[
Lists Home |
Date Index |
Thread Index
]
[Mike Champion
> So what if XML were "refactored" so that the bare-bones well-formed syntax
> (and/or data model, that's another issue!) were the common core, and DTD
> processing were at the next layer up?
I agree that this would be a good approach to refactoring XML and it is
hinted at in the XML 1.0 Rec by its use of "standalone". Whatever would be
the point of defining it except to allow a profile for a stand-alone
document. It is not much of a step to get to a category of parser labeled
as "standalone".
In fact, most people probably follow this route when they create little
embedded parsers, for example, in javascript before IE and Mozilla had
accessible parsing capabilities. The progression tends to go something like
this, I think -
1) Parse angle brackets only. Enforce basic (i.e., non-dtd, non-encoding
issues) well-formedness. Use whatever character encoding the platform gives
you. Ignore DTDs. Maybe handle character references.

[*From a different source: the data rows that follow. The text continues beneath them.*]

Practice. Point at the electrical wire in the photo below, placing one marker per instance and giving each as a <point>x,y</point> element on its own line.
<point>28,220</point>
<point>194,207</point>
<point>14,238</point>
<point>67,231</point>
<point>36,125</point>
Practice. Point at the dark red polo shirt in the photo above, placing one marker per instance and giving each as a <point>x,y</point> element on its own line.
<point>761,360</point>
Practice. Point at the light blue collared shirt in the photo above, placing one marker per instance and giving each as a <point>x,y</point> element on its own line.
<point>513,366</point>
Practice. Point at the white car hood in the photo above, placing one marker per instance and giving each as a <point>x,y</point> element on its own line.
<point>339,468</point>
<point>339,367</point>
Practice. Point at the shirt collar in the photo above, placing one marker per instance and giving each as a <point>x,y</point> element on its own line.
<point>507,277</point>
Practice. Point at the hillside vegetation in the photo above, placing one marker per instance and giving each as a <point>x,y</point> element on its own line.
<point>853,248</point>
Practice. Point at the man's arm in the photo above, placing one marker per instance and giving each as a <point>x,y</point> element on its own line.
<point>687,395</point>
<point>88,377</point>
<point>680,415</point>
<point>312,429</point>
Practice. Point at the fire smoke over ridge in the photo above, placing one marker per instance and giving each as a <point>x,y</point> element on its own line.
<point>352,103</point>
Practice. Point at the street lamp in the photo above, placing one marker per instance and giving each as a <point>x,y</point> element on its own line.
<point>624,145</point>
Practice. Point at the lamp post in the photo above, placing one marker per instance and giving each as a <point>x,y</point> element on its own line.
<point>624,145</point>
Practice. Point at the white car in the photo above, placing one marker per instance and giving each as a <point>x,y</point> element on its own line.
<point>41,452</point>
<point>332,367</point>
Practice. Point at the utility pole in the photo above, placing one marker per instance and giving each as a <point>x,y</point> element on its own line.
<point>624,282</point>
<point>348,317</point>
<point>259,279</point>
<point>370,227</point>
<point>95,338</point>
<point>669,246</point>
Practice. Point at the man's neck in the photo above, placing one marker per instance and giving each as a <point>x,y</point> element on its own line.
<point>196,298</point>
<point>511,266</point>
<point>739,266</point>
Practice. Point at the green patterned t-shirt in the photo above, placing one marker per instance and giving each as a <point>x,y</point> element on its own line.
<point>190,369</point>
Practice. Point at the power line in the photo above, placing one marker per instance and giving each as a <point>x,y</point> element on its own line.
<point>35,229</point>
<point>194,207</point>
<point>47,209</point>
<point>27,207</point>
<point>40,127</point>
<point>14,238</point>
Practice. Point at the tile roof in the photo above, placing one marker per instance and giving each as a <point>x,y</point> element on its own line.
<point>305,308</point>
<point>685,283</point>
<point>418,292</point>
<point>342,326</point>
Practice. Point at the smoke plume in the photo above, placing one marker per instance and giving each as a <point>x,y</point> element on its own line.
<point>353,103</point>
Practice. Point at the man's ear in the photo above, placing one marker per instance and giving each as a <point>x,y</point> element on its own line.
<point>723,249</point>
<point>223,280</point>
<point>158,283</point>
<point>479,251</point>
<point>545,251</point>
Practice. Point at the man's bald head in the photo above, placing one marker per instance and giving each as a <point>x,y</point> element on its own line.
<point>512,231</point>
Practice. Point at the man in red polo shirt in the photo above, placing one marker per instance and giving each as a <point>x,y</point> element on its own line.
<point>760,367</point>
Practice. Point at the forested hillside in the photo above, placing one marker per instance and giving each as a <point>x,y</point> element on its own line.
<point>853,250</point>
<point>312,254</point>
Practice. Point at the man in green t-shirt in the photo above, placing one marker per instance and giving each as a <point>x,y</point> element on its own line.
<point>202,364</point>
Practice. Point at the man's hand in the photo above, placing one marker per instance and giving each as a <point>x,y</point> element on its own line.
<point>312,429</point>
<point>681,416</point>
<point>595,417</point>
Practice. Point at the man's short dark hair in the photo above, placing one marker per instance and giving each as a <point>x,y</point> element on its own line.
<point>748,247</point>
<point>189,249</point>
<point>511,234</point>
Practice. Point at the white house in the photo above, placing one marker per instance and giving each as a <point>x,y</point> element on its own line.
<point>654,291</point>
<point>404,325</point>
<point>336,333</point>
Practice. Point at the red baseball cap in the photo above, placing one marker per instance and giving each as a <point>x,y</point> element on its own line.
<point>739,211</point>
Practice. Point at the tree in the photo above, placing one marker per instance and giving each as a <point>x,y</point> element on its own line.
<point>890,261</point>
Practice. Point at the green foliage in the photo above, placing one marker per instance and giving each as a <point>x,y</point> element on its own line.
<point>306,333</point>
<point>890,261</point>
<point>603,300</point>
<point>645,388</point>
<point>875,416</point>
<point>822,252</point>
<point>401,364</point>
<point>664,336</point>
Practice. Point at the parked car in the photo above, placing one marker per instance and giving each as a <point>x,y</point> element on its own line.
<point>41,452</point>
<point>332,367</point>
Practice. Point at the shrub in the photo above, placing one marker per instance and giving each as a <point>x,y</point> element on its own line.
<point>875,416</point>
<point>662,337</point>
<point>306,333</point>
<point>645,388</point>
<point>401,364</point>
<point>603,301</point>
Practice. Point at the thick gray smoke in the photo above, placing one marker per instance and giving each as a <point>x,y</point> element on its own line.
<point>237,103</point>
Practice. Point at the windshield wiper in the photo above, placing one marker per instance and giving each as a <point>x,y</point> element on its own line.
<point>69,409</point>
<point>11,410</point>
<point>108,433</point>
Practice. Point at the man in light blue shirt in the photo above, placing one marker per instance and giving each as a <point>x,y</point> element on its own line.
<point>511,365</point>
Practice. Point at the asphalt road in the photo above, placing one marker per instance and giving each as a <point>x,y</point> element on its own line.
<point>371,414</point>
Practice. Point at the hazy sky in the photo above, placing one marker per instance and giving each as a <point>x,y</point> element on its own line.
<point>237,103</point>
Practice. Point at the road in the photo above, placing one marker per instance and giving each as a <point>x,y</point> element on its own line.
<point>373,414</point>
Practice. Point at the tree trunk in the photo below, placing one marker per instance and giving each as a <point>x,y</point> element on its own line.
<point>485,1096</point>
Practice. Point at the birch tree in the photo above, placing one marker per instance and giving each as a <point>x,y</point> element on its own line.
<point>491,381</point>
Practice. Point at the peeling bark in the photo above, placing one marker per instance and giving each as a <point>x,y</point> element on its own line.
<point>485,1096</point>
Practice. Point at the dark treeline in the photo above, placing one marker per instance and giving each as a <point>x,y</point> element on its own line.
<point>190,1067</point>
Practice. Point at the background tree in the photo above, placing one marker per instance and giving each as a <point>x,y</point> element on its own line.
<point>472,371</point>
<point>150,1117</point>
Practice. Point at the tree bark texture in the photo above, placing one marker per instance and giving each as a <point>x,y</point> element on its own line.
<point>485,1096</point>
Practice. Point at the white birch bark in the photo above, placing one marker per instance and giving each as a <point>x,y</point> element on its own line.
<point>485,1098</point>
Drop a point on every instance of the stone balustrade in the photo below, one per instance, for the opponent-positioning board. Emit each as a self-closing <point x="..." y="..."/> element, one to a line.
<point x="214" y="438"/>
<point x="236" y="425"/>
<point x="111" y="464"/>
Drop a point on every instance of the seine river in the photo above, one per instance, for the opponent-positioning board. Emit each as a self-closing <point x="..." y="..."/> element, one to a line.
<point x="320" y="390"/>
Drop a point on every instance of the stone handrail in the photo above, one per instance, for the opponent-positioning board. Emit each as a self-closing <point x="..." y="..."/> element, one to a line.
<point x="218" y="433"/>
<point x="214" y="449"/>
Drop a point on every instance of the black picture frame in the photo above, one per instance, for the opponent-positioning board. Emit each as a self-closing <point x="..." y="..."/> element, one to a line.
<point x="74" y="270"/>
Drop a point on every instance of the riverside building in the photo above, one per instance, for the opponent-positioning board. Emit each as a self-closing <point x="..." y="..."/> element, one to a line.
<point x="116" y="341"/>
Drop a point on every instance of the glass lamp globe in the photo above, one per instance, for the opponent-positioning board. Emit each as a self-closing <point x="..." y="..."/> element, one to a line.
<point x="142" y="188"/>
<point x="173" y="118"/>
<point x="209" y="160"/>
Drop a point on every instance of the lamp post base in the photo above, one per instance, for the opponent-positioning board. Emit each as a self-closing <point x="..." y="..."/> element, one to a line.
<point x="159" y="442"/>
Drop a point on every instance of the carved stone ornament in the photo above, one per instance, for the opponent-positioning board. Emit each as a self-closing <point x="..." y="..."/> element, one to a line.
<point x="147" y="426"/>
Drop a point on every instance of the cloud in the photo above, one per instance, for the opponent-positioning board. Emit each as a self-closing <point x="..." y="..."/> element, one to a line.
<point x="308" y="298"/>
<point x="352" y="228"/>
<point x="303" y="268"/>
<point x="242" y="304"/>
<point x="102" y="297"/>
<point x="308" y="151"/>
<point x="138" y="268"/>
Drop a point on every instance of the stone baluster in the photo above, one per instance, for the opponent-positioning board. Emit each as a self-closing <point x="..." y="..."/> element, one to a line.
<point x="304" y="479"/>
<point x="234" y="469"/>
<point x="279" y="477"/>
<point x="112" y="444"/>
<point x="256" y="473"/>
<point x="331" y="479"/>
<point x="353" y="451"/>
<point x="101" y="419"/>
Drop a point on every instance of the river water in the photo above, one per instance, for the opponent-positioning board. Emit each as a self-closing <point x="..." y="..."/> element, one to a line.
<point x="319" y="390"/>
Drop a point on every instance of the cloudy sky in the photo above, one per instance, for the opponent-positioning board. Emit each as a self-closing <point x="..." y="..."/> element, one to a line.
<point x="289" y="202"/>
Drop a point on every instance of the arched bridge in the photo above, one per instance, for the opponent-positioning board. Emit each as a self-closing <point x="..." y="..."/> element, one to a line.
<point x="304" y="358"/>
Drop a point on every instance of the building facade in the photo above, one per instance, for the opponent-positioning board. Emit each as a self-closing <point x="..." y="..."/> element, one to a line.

2) Handle comments. Handle character references if not already handled.
3) Pick up (non-parameter) entities in the internal subset. Normalize
attribute whitespace if not already handled. Maybe handle default values.
Maybe handle PIs.
4) Discover encoding problems with new source of input data, agonize over
it, finally break down and try to handle encodings with whatever built-in
capabilities the language supplies.
The progression probably is driven by trying to use the processor for more
and more input sources because it is convenient to use.
Refactoring Mike's way would fit into this kind of progression nicely.
Cheers,
Tom P
|